The Earth's Atmosphere
The Lifecycle of a Polar Vortex
It is easiest to grasp how these four players interact by following the lifecycle of the polar vortex. In the spring and summer, the polar vortex is at its weakest and in its most decayed condition. In the fall, as temperatures in the stratosphere drop, the polar vortex begins to revive. By November or December in the north and by March in the south the polar vortices have fully recovered and at their highest strength. As long as the vortices remain relatively undisturbed and in place, the weather patterns, with westerly winds carrying them, proceed as normal. But it is rare when there is no disturbance in the polar vortex.
Anticyclones, The Arch Nemeses of the Polar Vortex
This is when the next characters make their entrance. Anticyclones, created near the equator, begin their northward and southward journeys in the summer, while the vortices are quiet. When the anticyclones reach the pole, they begin to interact with the vortex. These interactions are beyond my ability to understand, let alone communicate. But they are described as the anticyclones and the vortex pushing, dragging, climbing over, crawling under each other even to the point that the vortex might be separated into two or more smaller vortices.
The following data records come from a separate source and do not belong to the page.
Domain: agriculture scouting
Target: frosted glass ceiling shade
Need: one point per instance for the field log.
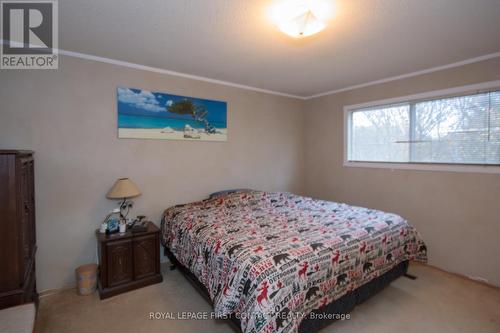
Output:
(123, 188)
(301, 18)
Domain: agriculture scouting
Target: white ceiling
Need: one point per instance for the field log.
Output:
(233, 40)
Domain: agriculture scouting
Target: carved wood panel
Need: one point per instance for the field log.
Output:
(119, 262)
(144, 256)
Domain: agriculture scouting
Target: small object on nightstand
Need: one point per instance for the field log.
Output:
(123, 227)
(139, 226)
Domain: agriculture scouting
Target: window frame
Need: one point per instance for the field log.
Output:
(412, 99)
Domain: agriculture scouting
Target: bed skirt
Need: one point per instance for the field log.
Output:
(311, 323)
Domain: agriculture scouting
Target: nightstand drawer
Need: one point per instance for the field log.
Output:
(145, 256)
(119, 262)
(128, 260)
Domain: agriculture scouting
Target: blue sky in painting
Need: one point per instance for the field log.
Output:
(139, 102)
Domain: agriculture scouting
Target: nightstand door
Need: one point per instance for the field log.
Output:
(145, 256)
(119, 262)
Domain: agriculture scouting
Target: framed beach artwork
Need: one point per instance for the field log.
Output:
(144, 114)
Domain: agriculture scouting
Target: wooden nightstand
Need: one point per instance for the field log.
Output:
(128, 261)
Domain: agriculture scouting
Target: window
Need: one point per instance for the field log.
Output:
(453, 130)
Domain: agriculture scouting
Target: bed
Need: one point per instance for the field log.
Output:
(273, 262)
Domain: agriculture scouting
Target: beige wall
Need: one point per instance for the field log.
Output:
(458, 214)
(68, 117)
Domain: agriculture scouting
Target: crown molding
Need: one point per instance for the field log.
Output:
(267, 91)
(408, 75)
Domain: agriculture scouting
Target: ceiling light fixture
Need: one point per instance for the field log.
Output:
(301, 18)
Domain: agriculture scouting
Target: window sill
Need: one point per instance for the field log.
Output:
(493, 169)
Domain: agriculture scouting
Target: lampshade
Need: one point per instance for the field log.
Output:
(123, 188)
(300, 18)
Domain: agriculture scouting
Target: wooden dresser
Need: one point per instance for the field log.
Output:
(17, 228)
(128, 261)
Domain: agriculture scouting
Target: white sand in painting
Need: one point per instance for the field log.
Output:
(156, 133)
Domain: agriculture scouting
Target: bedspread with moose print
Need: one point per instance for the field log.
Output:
(270, 258)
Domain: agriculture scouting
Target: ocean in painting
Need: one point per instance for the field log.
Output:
(154, 115)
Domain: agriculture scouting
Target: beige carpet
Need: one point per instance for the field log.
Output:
(435, 302)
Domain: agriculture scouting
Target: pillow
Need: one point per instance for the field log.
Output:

All of this activity, which can last for weeks and weeks, takes its toll on the polar vortex. It begins to weaken and to decay.
Anticyclonic Activity Over Austrailia
A Weakened Polar Vortex Leads to Colder Temperatures
This is what happened during the winter of 2012 and 2013. The Arctic (northern) vortex was weakened by the anticyclones. I know that the weathermen and ladies tell us that this is a year of a strong polar vortex, but they are speaking of its impact on weather. Extremely and abnormally cold temperatures are associated with a weakened polar vortex.
Walter Robinson, a University of Illinois professor of atmospheric sciences, has this to say about the polar vortex and its impact on weather, “When the vortex is strong, the westerlies descend all the way to Earth’s surface. This carries more air warmed by the ocean onto the land. When the vortex is weak, that’s when the really deep cold occurs.”
So we actually haven’t had a winter with a powerful Arctic/Polar vortex. It has actually been weak. But the effect of a weak vortex has been the shutdown of the westerly winds and the release of extremely cold air and huge amounts of snow.
Stratosphere, Troposphere and Westerlies
Well, our remaining characters sneaked onto the stage without being introduced. The stratosphere is where the polar vortex exists and where its annual battle with anticyclones occurs. The troposphere is where we live and where our weather patterns are carried across the landscape by the prevailing westerly winds.
The Winter of 2014
We are surrounded by a weather machine which has been designed by nature to provide for the needs of this planet. In our human judgement and in our limited understanding, we deem certain things, such as cold temperatures and amazing amounts of snow, to be bad. But these are things over which we have no control. On one hand mankind is able to have a negative impact on Mother Nature, but on the other hand, she seems to be as powerful as ever, bringing us to our knees to cry, “Enough, enough, we’ve had enough of winter, 2014.”
NASA Photo Showing Michigan With More Snow Than Any Other State in the Country as of January 29, 2014
Cold Weather Jokes: It's So Cold that....
At the request of our good friend and fellow hubber, Eric Dierker, I've added some cold weather jokes so he can vote this hub "funny."
It's so cold that...
"...hitchhikers are holding up pictures of thumbs."
"...the optician is giving away free ice scrapers with every new pair of eyeglasses."
"...pickpockets are sticking their hands in strangers' pockets just to keep them warm."
"...I chipped a tooth on my soup!"
"...if you want to hear what someone is saying, you have to grab a handful of sentences and take them in by the fire."